Bucher contacted Chapman after she saw him in a newspaper article and the two have stayed in touch over the past months, as more bodies are found. Like Chapman, she feels bitter about statements like that of the real estate agent, believing that if the killer is on a holy war to clean the streets of the community, such statements will only encourage him.

“Some people feel the way that agent does, but then I’m sure others are a bit more intelligent…. He just gave someone [reason] to go kill again.”

As the days wind away, Bucher and her husband continue to debate whether or not they should sell their comfortable spread on the hillside and move away.

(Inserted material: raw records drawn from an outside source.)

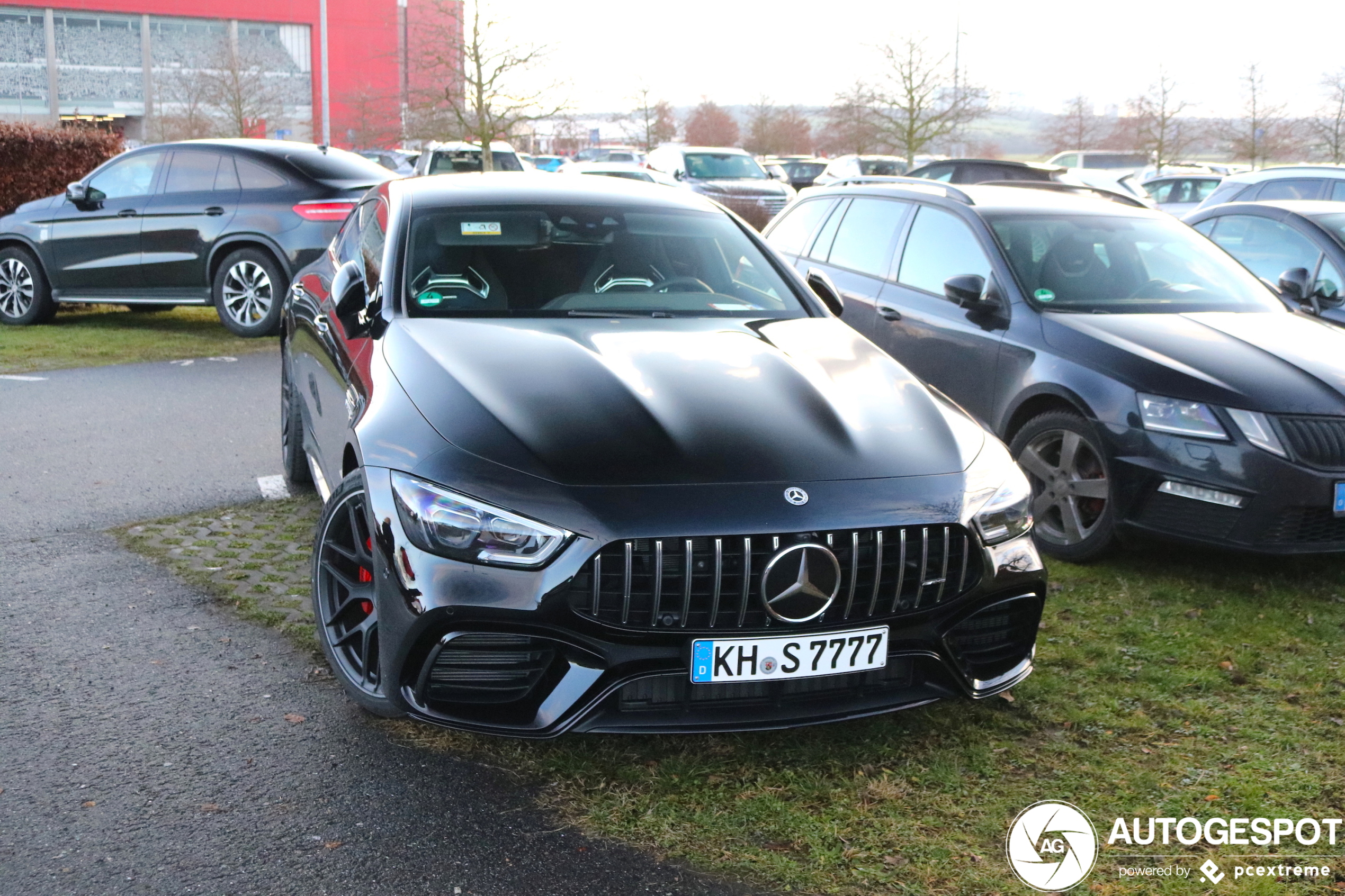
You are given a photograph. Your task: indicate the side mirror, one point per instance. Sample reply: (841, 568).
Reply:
(1294, 284)
(349, 291)
(826, 291)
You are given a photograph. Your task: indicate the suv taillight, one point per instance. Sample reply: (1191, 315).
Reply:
(325, 209)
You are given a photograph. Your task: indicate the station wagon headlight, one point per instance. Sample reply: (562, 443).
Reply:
(1180, 418)
(998, 495)
(462, 528)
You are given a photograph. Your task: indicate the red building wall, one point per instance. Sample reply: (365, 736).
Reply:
(364, 51)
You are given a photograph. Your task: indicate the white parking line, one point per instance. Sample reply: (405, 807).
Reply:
(273, 487)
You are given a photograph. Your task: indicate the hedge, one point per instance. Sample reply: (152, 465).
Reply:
(39, 161)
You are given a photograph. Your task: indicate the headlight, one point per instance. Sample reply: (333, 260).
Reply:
(1257, 428)
(998, 496)
(455, 526)
(1179, 417)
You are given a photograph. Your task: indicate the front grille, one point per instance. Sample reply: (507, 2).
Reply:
(716, 582)
(1306, 526)
(674, 692)
(1319, 441)
(1191, 518)
(994, 640)
(487, 668)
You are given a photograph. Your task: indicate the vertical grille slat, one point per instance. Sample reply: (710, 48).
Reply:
(716, 582)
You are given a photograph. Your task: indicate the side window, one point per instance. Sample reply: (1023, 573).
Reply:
(940, 246)
(864, 240)
(822, 245)
(127, 178)
(373, 225)
(1290, 188)
(255, 176)
(1266, 248)
(191, 173)
(793, 231)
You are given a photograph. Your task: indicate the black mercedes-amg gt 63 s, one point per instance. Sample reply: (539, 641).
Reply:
(594, 458)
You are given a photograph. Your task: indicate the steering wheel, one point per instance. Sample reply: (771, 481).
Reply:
(1154, 284)
(684, 284)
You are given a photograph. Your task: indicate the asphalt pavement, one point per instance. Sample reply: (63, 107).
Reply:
(153, 743)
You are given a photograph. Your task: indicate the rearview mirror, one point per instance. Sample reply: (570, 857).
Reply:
(826, 291)
(1294, 284)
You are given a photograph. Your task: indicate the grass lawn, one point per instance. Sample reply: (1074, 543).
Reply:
(96, 335)
(1169, 684)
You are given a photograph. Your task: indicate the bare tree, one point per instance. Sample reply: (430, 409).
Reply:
(850, 125)
(923, 101)
(483, 92)
(1262, 132)
(1328, 126)
(1077, 126)
(1160, 129)
(649, 124)
(712, 125)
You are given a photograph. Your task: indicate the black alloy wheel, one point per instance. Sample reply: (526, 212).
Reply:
(24, 297)
(249, 292)
(293, 461)
(346, 598)
(1072, 500)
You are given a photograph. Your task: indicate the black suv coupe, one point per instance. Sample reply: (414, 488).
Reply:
(1142, 378)
(595, 460)
(205, 222)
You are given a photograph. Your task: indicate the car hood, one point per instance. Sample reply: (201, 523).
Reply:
(1261, 362)
(677, 402)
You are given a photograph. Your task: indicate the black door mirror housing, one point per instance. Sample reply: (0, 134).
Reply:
(826, 291)
(1294, 284)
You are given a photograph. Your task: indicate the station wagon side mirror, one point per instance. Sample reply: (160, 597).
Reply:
(826, 291)
(1294, 284)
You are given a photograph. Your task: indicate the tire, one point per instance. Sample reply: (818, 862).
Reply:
(346, 597)
(1074, 503)
(292, 460)
(24, 293)
(249, 293)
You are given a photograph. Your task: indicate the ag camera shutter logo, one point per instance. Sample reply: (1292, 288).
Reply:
(1052, 845)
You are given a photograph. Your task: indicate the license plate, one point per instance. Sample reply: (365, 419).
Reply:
(830, 653)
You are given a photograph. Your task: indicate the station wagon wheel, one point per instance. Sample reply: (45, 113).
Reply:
(345, 595)
(24, 297)
(249, 291)
(1072, 499)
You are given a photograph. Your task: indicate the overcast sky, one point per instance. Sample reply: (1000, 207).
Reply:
(1032, 56)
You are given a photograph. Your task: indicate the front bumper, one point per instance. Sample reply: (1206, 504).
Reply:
(1286, 507)
(505, 652)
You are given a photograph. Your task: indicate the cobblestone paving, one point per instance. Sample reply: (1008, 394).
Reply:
(253, 557)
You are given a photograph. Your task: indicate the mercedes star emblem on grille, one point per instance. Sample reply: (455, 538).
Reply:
(801, 582)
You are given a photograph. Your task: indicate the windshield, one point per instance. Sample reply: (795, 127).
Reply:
(1334, 223)
(723, 167)
(338, 164)
(456, 161)
(589, 261)
(1125, 265)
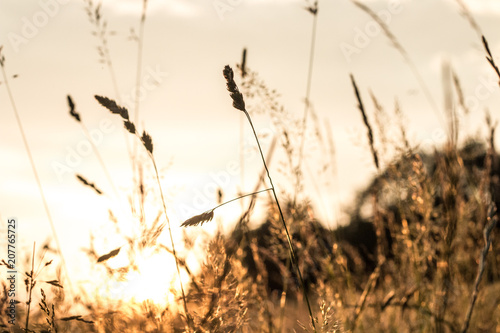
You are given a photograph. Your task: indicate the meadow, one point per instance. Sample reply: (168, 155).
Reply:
(419, 252)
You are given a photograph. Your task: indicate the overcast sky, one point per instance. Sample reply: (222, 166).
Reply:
(48, 45)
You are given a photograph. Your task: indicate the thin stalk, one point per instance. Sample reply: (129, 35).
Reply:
(99, 158)
(293, 257)
(171, 241)
(242, 196)
(308, 91)
(35, 172)
(406, 57)
(138, 73)
(239, 104)
(30, 289)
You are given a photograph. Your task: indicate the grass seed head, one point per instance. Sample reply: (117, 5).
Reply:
(199, 219)
(235, 94)
(112, 106)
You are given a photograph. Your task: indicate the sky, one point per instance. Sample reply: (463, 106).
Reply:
(49, 47)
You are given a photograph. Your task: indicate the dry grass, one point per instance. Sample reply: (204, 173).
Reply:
(420, 252)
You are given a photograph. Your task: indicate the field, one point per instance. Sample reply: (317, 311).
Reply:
(418, 250)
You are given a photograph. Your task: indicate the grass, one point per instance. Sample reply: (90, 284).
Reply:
(420, 252)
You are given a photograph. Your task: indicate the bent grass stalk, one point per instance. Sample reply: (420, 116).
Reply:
(147, 142)
(35, 171)
(77, 117)
(239, 103)
(209, 214)
(314, 11)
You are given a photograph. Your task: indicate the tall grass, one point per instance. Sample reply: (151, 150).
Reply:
(419, 253)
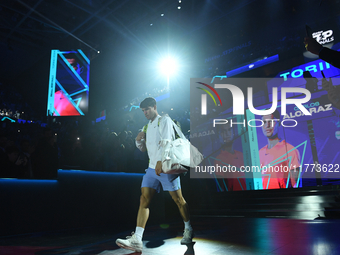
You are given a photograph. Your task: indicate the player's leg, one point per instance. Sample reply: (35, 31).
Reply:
(184, 211)
(144, 204)
(181, 203)
(150, 185)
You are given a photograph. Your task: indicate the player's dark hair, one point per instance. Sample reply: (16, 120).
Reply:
(149, 101)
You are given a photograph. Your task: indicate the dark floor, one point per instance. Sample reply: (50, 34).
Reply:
(215, 236)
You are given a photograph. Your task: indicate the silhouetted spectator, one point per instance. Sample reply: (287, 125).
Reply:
(45, 157)
(15, 164)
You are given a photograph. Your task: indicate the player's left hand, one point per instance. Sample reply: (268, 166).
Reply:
(158, 168)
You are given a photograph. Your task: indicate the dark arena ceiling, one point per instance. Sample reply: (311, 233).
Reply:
(131, 34)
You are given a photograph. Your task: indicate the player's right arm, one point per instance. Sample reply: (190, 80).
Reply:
(140, 141)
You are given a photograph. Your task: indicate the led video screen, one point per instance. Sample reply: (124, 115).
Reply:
(68, 91)
(251, 151)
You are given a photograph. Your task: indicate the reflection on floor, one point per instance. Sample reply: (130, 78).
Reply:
(215, 236)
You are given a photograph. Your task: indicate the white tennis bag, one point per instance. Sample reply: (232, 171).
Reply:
(179, 154)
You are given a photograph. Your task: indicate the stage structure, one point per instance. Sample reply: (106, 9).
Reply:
(68, 91)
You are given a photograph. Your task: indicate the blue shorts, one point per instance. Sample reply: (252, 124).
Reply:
(169, 182)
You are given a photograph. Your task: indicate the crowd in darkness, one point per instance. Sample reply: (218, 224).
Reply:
(34, 150)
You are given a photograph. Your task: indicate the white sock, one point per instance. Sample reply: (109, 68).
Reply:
(139, 233)
(187, 225)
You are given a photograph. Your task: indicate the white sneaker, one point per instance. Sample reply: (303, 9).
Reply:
(130, 243)
(187, 236)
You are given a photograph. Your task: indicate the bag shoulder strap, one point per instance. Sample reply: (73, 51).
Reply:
(177, 130)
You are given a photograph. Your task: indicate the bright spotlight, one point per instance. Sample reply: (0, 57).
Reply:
(168, 66)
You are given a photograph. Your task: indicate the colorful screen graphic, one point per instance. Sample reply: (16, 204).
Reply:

Ironically, Bucher knows that it is impossible to run from your troubles. Her family moved to Menifee from Fountain Valley 14 years ago to escape crime.

Jennifer, who spent a year in therapy after her mother was slain, knows at this point only that “Mommy is in heaven.” Yet no matter how far away they move, the questions will eventually still have to be dealt with.

“She didn’t talk about her mother for about a year. She’s just now starting to ask about her. She’s getting curious, asking questions.”

Answering those questions will involve a pain that the killer can’t comprehend, Bucher said, nor apparently, a thoughtless businessman.

“What is so sad is that though nothing is going to hurt these girls anymore, they had children… the pain will linger.”

As for the killer, Bucher is confident that it will be only a matter of time before he gets caught. The question, she said, is how much more time and how many more bodies?

“Eventually he’ll be caught, but I don’t think he’ll stop until he’s caught. It’s just like Bundy. How many did he do before he was caught?”

OUTTAKES

Here are a couple more photographs taken by Kevin Roy; one of the best photographers I ever had the opportunity to work with back in the early days as we hung out on the streets of Lake Elsinore in 1991 reporting what would become the story Killer In Our Midst. These two shots never made Inland Empire Magazine, but I published them several years later in Low Magazine as part of a curation of his work.

Bob Chapman speaks with Joyce, a street hooker in Lake Elsinore who told us she liked to shoot junk directly into her jugular. Her pimp ‘Smokey’ was literally a one-armed bandit: he’d lost an arm, but apparently he still had one strong pimp-hand left. We also spent some time with Smokey, but that’s another story for another day to come. Joyce had known Chapman’s daughter Julie Lynn Angel when she was also hooking in the old resort town. If there was any story more tragic than Julie’s or Joyce’s, it would be Bob’s: the father just searching for answers about and justice for his daughter.
As Chapman and I were speaking with her, an Orca spotted us and pulled over to say hello. It was a female copper. Joyce was getting jittery from being dope-sick, but she kept it together enough and the officer finally split without saying anything about the bottle of whiskey in Joyce’s purse. Perhaps because reporters were there, or perhaps because she knew Joyce from her patrol and decided the paperwork wasn’t worth it that afternoon. She could always make contact again, likely later that very night.